My rating: 5 of 5 stars
These are the most beautiful books I own. The hardback editions of the Chalet School come close to them (that is, when I can sell my liver to afford one) but somehow they never quite reach the great grace of the Sadler’s Wells books. I think it all centres on that front cover and the way that they, all of them, catch light so well. These are sunlight, morning books full of warmth and glowing life. The artist, Esme Verity, is actually Hill’s daughter working under a pseudonym. And she’s gifted, incredibly. These are such painterly, eloquent books.
So, to No Castanets at the Wells, the third in this vibrant series. As with many of the authors I love, Hill was at her best early on in her series and this is joyful. Without giving away much of the plot, Hill inverts the ideal of the ballet story and points out the diverse nature of talent. Everyone has something special about themselves and to discover this isn’t easy, but it is most worthwhile.
I love these books. I love the poetics of them, the edge of space, the way that dance – music – artistic expression, all of it, is something serious and artful and important and worthwhile. There are certain sequences in this novel which are borderline epochal, both on a personal level but also with regards to the wider sector of children’s literature.

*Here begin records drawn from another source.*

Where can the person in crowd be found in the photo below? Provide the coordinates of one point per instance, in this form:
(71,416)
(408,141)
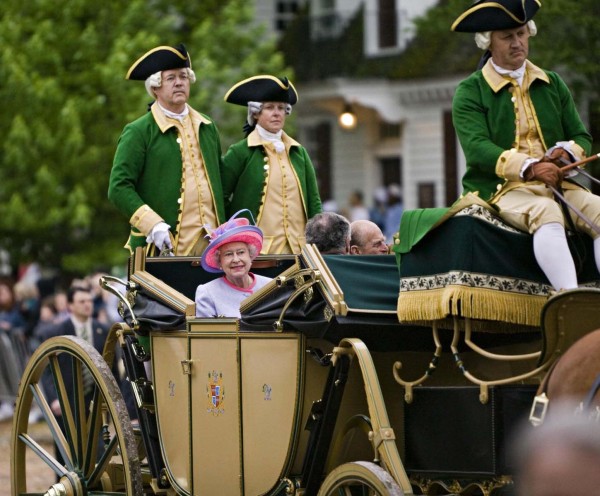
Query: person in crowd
(517,125)
(61,304)
(48,319)
(11,323)
(560,457)
(81,324)
(367,239)
(232,248)
(393,213)
(357,210)
(330,232)
(268,172)
(27,297)
(166,171)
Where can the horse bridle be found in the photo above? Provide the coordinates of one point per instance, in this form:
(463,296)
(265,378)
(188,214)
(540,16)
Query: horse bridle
(539,408)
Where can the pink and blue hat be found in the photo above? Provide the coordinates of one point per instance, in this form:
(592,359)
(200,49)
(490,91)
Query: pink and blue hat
(236,229)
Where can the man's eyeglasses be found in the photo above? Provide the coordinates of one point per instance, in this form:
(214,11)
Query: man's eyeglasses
(172,78)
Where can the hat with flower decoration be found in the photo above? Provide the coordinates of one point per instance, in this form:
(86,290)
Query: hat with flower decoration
(236,229)
(158,59)
(496,16)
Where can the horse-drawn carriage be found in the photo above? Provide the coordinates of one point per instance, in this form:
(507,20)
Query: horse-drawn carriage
(341,377)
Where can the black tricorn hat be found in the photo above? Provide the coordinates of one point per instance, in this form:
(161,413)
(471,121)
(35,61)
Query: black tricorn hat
(495,16)
(263,88)
(158,59)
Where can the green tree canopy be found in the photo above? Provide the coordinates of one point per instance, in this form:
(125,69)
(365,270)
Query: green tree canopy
(65,102)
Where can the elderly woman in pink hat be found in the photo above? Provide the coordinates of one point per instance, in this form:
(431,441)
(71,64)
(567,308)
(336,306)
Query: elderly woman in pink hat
(232,248)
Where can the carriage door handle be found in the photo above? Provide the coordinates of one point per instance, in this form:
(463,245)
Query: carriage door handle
(186,367)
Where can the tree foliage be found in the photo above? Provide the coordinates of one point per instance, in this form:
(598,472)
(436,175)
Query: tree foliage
(65,102)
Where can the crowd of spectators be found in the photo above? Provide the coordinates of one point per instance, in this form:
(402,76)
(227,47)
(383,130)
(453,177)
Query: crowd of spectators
(385,210)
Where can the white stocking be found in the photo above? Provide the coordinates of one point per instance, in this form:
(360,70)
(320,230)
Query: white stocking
(553,256)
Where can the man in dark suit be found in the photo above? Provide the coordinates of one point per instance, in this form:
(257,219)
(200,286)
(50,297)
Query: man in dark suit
(81,324)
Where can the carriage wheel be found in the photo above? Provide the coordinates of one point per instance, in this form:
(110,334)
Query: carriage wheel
(95,438)
(359,479)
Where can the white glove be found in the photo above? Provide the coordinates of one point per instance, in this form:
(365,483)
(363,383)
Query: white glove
(160,236)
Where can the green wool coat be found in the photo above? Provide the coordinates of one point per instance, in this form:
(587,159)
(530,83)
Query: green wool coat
(484,120)
(147,169)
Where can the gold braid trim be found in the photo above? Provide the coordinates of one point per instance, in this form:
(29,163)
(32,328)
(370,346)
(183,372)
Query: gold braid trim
(475,303)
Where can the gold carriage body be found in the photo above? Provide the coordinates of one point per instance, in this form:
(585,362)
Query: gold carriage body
(308,393)
(233,401)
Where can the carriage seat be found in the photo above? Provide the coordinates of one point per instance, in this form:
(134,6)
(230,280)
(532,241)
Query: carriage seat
(471,264)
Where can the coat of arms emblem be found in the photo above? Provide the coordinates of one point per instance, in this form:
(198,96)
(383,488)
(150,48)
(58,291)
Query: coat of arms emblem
(215,392)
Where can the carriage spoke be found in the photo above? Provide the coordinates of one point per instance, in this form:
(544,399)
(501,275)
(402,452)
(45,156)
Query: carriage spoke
(46,457)
(68,426)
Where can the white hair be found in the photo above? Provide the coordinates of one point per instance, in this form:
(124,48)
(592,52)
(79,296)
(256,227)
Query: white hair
(155,81)
(484,39)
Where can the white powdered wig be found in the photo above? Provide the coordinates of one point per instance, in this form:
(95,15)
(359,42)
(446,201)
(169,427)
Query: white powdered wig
(155,81)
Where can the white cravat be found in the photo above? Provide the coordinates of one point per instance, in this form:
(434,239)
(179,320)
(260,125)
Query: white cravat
(515,74)
(274,138)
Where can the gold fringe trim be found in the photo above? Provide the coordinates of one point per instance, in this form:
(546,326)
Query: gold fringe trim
(474,303)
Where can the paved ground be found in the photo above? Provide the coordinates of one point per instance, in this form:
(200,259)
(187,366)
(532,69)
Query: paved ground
(38,474)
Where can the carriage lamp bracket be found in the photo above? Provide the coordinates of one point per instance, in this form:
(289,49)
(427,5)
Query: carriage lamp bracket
(323,359)
(124,301)
(139,352)
(143,391)
(382,435)
(304,288)
(316,412)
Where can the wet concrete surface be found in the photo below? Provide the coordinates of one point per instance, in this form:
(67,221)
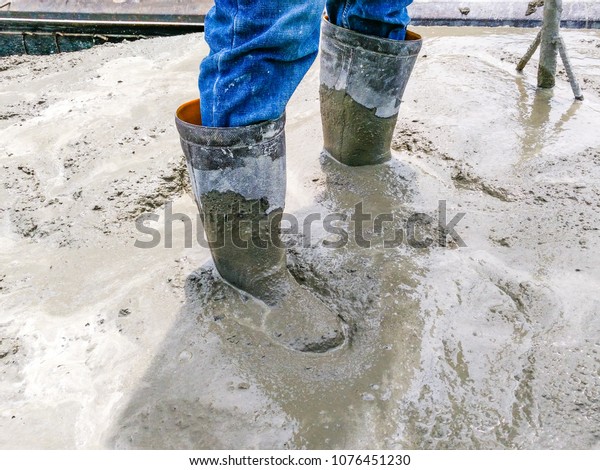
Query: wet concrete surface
(495,344)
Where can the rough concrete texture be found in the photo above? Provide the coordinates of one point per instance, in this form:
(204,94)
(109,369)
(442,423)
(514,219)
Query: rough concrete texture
(492,345)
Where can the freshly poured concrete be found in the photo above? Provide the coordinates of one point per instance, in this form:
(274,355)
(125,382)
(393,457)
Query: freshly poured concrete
(492,345)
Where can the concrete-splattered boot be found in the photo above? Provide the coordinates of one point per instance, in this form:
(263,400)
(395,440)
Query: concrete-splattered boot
(362,82)
(238,178)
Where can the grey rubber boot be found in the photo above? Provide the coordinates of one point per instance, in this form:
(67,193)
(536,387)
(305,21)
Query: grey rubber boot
(238,178)
(362,82)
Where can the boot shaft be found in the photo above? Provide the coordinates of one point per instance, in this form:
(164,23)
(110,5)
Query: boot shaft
(238,179)
(362,82)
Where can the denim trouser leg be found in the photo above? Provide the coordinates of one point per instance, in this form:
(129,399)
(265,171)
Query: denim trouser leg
(384,18)
(259,52)
(261,49)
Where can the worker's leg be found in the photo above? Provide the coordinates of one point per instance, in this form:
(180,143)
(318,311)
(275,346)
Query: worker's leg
(259,52)
(383,18)
(367,57)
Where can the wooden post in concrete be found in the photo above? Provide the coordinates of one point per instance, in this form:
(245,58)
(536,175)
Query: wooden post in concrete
(548,44)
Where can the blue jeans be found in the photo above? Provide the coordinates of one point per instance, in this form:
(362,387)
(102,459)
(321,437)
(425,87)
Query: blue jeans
(261,49)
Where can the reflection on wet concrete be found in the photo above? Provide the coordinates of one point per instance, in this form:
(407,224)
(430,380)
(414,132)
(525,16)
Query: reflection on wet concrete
(539,129)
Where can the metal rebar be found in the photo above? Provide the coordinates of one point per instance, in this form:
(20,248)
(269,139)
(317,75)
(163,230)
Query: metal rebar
(549,52)
(562,48)
(527,57)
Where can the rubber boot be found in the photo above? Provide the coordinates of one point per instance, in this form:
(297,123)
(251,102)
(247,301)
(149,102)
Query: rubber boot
(238,178)
(362,82)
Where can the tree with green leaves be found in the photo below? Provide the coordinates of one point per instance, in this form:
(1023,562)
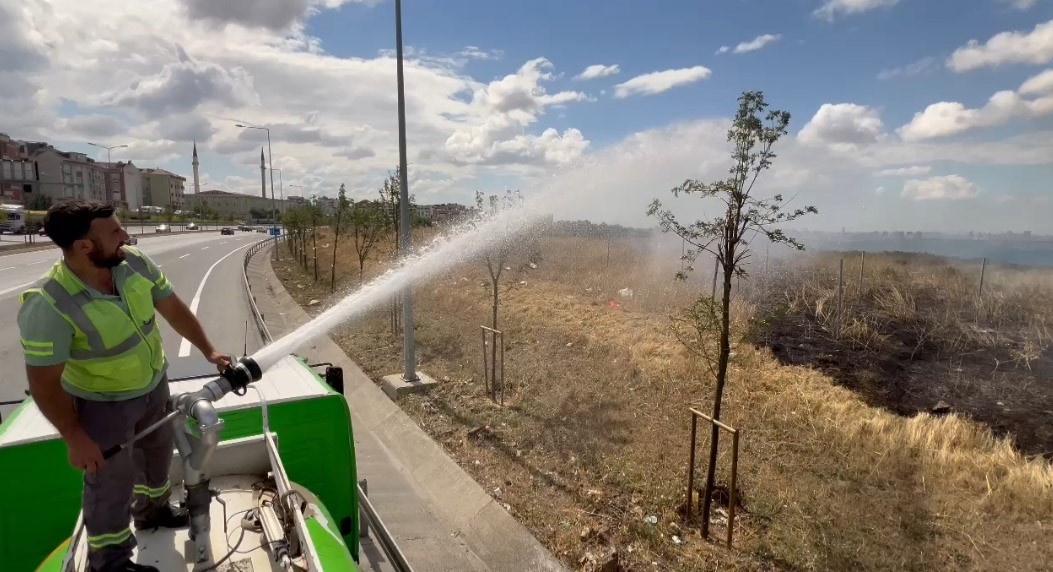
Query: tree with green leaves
(38,201)
(504,249)
(368,224)
(392,199)
(754,132)
(339,217)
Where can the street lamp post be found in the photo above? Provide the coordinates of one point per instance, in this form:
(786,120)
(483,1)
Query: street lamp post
(281,191)
(410,366)
(274,210)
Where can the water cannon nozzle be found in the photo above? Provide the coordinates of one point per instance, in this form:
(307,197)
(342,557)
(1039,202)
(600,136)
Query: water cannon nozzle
(242,372)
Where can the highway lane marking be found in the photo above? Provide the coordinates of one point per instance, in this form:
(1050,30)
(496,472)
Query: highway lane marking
(184,346)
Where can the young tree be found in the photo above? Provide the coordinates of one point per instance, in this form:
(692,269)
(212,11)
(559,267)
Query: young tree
(368,223)
(342,212)
(392,200)
(499,256)
(38,202)
(315,217)
(753,134)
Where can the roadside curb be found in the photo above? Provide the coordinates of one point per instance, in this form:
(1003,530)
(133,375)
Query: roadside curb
(445,520)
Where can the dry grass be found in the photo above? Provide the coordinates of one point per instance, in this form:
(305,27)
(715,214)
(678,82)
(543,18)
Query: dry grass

There is love, there is fought for and tempestuous love, but there’s also character and nuanced, sharp reading of people.
I love this book. I love this series. Is that repetitive? I fear it is, but I don’t care. Hill is an education in the poetics of story; that graceful, carved edge of character and of space and place and of movement. When she is at her best, as she is in several points during this book, she is outstanding. Effortless, outstanding, peerless.